En tant que jeune entraîneur en devenir, quel regard avez-vous sur le travail réalisé par Julien Stephan ?

Pour l'anecdote, je l'ai vu tout petit quand il était à Bordeaux parce que son père était mon entraîneur. Je suis vraiment proche de Guillaume, son grand frère, que j'avais retrouvé au PSG quand il était encore joueur. La famille Stephan doit avoir un secret, ce n'est pas possible autrement. Je suis content pour lui, il doit "kiffer". Il sort pratiquement de sa formation, il a les diplômes, il prend l'équipe et ça gagne. Tant mieux. Ce qui lui arrive, c'est du bonheur.

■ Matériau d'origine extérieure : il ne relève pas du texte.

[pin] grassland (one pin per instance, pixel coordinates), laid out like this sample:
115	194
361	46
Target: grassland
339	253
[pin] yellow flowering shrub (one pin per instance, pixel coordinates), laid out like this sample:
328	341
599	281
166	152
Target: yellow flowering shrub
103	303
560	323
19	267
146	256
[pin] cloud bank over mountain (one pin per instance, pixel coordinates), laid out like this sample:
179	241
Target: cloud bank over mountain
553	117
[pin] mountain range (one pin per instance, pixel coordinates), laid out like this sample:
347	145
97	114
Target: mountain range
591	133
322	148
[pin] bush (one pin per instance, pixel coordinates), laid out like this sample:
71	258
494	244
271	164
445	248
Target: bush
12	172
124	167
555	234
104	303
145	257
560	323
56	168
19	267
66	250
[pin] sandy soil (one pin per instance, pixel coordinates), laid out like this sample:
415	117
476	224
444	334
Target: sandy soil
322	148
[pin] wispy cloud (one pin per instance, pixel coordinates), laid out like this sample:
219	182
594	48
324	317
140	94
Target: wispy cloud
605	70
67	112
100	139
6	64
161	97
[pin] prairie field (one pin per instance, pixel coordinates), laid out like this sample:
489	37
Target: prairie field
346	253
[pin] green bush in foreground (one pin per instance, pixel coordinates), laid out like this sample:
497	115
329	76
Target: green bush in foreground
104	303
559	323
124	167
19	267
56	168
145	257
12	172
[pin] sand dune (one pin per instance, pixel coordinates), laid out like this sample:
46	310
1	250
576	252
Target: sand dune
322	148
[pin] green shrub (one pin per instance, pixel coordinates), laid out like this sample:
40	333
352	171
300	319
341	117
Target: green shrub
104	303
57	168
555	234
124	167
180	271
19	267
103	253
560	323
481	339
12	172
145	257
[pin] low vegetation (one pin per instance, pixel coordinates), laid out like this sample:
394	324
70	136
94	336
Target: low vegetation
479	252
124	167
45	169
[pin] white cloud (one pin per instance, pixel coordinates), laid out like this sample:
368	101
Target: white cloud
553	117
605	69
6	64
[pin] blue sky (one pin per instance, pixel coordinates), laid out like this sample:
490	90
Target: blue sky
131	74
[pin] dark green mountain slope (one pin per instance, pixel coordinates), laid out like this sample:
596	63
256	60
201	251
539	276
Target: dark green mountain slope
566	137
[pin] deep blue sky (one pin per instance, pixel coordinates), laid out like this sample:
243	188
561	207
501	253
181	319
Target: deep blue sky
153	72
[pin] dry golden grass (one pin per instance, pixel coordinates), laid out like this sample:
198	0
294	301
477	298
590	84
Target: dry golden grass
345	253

Votre cœur balance un peu plus pour Rennes que pour Arsenal si je comprends bien.

Je dois reconnaître que je suis un peu plus pour l'équipe française, d'autant que c'est une première pour Rennes. Imaginez s'ils se qualifient.. Waouh ! On se prend vraiment à rêver pour le club, le coach et tous ces gens qui le méritent finalement.